Proteína transportadora de carboxilo de biotina

Proteína transportadora de carboxilo de biotina

La proteína transportadora de carboxilo de biotina (BCCP) se refiere a proteínas que contienen un dominio de unión a biotina que transportan biotina y carboxibiotina a lo largo de la carboxilación dependiente de ATP por carboxilasas dependientes de biotina. La proteína transportadora de carboxilo de biotina es una subunidad de acetil CoA que permite que el acetil CoA sea catalizado y convertido en malonil-CoA. Más específicamente, BCCP cataliza la carboxilación de la proteína transportadora para formar un intermedio. Luego, el grupo carboxilo es transferido por la transcacrboxilasa para formar el malonil-CoA. ^[1] Esta conversión es un paso esencial en la biosíntesis de ácidos grasos. En el caso de la acetil-CoA carboxilasa de E. coli , la BCCP es una proteína separada conocida como accB ( P0ABD8 ). Por otra parte, en Haloferax mediterranei , la propionil-CoA carboxilasa , la BCCP pccA ( I3R7G3 ), está fusionada con la biotina carboxilasa .

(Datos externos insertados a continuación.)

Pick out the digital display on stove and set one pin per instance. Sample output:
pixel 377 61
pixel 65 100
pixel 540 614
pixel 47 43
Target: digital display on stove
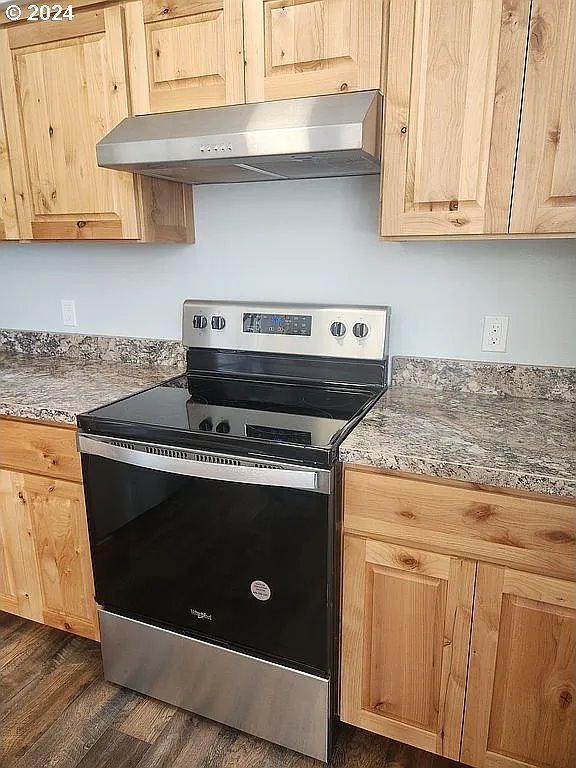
pixel 287 325
pixel 279 435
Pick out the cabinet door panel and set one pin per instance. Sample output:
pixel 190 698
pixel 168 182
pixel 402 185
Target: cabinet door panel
pixel 45 566
pixel 64 89
pixel 19 579
pixel 521 700
pixel 186 56
pixel 311 47
pixel 60 536
pixel 545 185
pixel 453 81
pixel 406 632
pixel 8 223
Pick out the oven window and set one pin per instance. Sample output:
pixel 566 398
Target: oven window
pixel 245 566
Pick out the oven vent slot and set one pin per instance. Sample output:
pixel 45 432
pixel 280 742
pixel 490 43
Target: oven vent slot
pixel 123 444
pixel 175 453
pixel 172 453
pixel 216 460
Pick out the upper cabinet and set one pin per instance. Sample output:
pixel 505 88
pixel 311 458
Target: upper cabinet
pixel 465 151
pixel 453 86
pixel 8 224
pixel 311 47
pixel 64 86
pixel 185 55
pixel 545 185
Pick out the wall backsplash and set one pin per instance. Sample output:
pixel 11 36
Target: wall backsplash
pixel 306 241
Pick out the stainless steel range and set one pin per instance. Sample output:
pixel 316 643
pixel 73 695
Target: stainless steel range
pixel 214 516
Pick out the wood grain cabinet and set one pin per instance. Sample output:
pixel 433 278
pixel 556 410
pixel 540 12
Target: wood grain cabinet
pixel 185 55
pixel 452 85
pixel 521 701
pixel 64 85
pixel 444 646
pixel 311 47
pixel 405 642
pixel 8 223
pixel 545 186
pixel 465 151
pixel 45 566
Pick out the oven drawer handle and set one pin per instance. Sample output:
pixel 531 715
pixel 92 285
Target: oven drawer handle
pixel 301 479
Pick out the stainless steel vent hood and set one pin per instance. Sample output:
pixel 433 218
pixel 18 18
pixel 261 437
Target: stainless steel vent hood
pixel 314 137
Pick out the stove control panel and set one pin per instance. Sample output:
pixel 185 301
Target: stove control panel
pixel 356 333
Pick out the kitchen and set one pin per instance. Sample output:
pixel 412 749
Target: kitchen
pixel 450 510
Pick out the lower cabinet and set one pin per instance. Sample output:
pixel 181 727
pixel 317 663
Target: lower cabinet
pixel 405 643
pixel 469 659
pixel 521 702
pixel 45 566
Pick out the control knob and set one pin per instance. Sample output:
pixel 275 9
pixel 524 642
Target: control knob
pixel 360 330
pixel 338 329
pixel 199 321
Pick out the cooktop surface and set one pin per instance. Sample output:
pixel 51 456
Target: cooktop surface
pixel 221 409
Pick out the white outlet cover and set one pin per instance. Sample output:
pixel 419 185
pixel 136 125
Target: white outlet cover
pixel 495 333
pixel 68 312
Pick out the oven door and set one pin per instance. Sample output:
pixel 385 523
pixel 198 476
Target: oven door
pixel 219 548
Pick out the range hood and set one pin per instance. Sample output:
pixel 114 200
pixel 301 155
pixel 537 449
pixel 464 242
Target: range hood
pixel 314 137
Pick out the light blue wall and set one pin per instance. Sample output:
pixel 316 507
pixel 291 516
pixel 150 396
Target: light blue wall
pixel 306 241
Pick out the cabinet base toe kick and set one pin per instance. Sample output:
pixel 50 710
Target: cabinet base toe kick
pixel 276 703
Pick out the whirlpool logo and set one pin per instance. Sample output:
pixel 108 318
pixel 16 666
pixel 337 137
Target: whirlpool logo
pixel 201 615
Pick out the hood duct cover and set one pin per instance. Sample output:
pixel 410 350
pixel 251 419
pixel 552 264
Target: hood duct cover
pixel 314 137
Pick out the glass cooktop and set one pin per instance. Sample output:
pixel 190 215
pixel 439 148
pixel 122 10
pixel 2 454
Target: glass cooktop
pixel 220 409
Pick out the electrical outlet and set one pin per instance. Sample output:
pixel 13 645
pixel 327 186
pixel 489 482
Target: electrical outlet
pixel 495 333
pixel 68 311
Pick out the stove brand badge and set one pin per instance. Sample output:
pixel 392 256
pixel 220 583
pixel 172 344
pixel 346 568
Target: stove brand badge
pixel 260 590
pixel 201 615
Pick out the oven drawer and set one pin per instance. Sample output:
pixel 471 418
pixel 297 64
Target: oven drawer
pixel 273 702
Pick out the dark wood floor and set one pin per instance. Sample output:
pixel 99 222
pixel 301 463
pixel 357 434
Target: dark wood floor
pixel 56 711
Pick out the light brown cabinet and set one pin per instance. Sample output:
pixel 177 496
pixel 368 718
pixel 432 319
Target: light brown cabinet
pixel 453 85
pixel 520 706
pixel 8 223
pixel 64 85
pixel 444 645
pixel 410 611
pixel 311 47
pixel 545 186
pixel 45 567
pixel 185 55
pixel 465 152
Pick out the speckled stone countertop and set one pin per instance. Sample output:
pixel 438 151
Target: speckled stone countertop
pixel 511 442
pixel 58 388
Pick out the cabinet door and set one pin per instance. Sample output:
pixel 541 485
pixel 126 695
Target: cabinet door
pixel 452 86
pixel 185 55
pixel 311 47
pixel 60 534
pixel 45 566
pixel 64 86
pixel 521 699
pixel 8 225
pixel 545 185
pixel 406 632
pixel 19 579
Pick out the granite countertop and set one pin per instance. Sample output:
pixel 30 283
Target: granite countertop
pixel 58 388
pixel 527 444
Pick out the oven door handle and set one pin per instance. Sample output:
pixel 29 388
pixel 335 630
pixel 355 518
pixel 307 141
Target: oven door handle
pixel 149 457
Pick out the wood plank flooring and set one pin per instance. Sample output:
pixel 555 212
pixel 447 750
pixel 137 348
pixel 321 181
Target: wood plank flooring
pixel 56 711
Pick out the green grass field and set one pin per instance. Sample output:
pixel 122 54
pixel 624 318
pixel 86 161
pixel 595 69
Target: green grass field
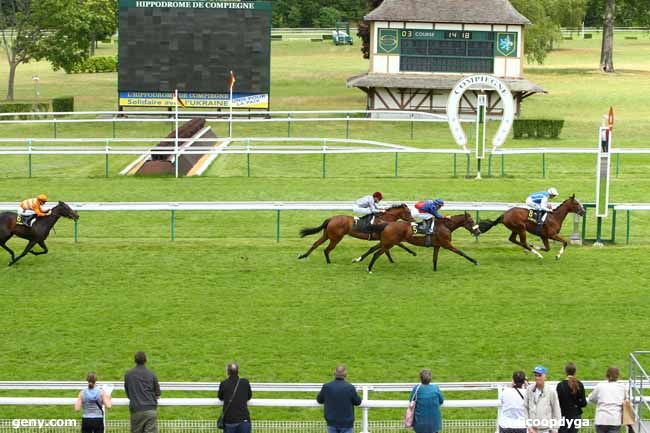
pixel 225 289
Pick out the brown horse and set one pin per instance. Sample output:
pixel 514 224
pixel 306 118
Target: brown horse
pixel 516 219
pixel 36 234
pixel 398 232
pixel 337 227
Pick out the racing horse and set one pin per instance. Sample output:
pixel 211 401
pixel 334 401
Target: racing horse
pixel 36 234
pixel 335 228
pixel 399 231
pixel 518 222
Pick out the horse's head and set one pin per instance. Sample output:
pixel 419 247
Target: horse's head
pixel 470 225
pixel 62 209
pixel 574 205
pixel 400 211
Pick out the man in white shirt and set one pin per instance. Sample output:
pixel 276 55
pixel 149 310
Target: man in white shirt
pixel 542 405
pixel 609 397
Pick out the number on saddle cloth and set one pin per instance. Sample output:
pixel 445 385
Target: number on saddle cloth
pixel 25 220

La biosíntesis de ácidos grasos en las plantas, como el triacilglicerol , es vital para la salud general de la planta porque permite la acumulación de aceite de las semillas. La biosíntesis que es catalizada por BCCP generalmente tiene lugar en el cloroplasto de las células vegetales. La biosíntesis realizada por la proteína BCCP permite la transferencia de CO2 _dentro de los sitios activos de la célula. ^[2]

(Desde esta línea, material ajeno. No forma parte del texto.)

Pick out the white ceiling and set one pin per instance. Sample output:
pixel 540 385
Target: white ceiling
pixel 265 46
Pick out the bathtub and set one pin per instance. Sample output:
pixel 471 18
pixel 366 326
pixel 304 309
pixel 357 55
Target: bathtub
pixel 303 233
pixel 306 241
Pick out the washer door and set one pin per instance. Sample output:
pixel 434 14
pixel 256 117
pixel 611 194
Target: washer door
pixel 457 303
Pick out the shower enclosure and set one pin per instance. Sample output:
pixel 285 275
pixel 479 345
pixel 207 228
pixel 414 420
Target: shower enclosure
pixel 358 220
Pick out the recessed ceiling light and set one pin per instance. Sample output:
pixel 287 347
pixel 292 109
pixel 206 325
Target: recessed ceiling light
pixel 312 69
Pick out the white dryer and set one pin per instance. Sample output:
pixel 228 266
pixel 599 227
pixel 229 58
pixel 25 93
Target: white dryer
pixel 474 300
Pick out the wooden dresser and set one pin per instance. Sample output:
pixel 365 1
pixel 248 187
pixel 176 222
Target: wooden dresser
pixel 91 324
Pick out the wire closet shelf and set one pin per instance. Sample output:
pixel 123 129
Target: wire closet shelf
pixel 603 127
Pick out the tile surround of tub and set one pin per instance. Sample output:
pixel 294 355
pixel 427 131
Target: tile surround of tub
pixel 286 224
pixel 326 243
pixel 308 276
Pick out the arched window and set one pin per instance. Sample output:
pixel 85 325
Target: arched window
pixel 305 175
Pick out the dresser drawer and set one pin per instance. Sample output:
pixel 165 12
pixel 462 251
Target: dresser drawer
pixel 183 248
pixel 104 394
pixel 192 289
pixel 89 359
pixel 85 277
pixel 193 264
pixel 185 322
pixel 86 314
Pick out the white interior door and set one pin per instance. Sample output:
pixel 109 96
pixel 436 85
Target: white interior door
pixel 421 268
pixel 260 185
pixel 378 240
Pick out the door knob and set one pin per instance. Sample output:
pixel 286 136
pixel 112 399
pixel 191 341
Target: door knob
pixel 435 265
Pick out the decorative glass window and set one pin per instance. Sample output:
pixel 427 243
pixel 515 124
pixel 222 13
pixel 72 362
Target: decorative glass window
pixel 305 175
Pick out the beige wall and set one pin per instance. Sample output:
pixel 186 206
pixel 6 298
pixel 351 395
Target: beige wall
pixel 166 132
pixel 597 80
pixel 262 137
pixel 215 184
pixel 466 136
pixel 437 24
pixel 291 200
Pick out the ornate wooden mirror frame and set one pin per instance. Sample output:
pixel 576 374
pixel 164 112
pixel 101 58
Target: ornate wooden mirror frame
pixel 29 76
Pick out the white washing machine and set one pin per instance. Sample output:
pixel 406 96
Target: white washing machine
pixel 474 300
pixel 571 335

La proteína transportadora de carboxilo de biotina transporta aproximadamente 1 mol de biotina por cada 22.000 g de proteína. ^[3]

Actualmente no hay mucha investigación sobre las BCCP. Sin embargo, un estudio reciente sobre genómica de plantas descubrió que las BCCP de Brassica podrían desempeñar un papel clave en las respuestas al estrés abiótico y biótico. ^[4] Esto significa que estas proteínas pueden transmitir mensajes al resto del cuerpo de la planta después de que haya estado expuesta a condiciones extremas que alteran la homeostasis de la planta.

Síntesis de Malonil-CoA

La síntesis de malonil-CoA consta de dos semirreacciones. La primera es la carboxilación de la biotina con bicarbonato y la segunda es la transferencia del grupo CO2 _a la acetil-CoA desde la carboxibiotina para permitir la formación de malonil-CoA. Para que esta reacción de dos pasos tenga éxito, se requieren dos subconjuntos proteicos diferentes, junto con la BCCP: la biotina carboxilasa (BC) y la carboxiltransferasa (CT). La BCCP contiene el cofactor biotina, que está unido covalentemente a un residuo de lisina. ^[5]

En los hongos, los mamíferos y los citosoles de las plantas, estos tres componentes (BCCP, BC y CT) existen en una cadena polipeptídica. Sin embargo, la mayoría de los estudios de esta proteína se han realizado en la forma de la enzima en E. coli , donde los tres componentes existen como tres complejos separados en lugar de estar unidos en una cadena polipeptídica.

Estructura

El primer informe de la estructura de BCCP fue realizado por los bioquímicos FK Athappilly y WA Hendrickson en 1995. ^[6] Puede considerarse como una estructura de horquilla β larga , con cuatro pares de hebras β antiparalelas que se enrollan alrededor de un núcleo hidrofóbico central. El motivo de biotinilación Met-Lys-Met se encuentra en la punta de la estructura de horquilla β. Las rotaciones alrededor del enlace CαCβ de este residuo de Lys contribuyen al modelo de brazo oscilante. La conexión con el resto de la enzima en el extremo N del núcleo de BCCP se encuentra en el extremo opuesto de la estructura de la fracción de biotina. Las rotaciones alrededor de esta región contribuyen al modelo de dominio oscilante, y el átomo N1′ de biotina está a ~ 40 Å de este punto pivote. Esto da un rango de ~80 Å para el modelo de dominio oscilante, y las distancias del sitio activo BC–CT observadas hasta ahora están entre 40 y 80 Å. ^[7] Además, el enlazador antes del núcleo BCCP en la holoenzima también podría ser flexible, lo que daría un mayor alcance para el átomo N1′ de biotina. ^[8]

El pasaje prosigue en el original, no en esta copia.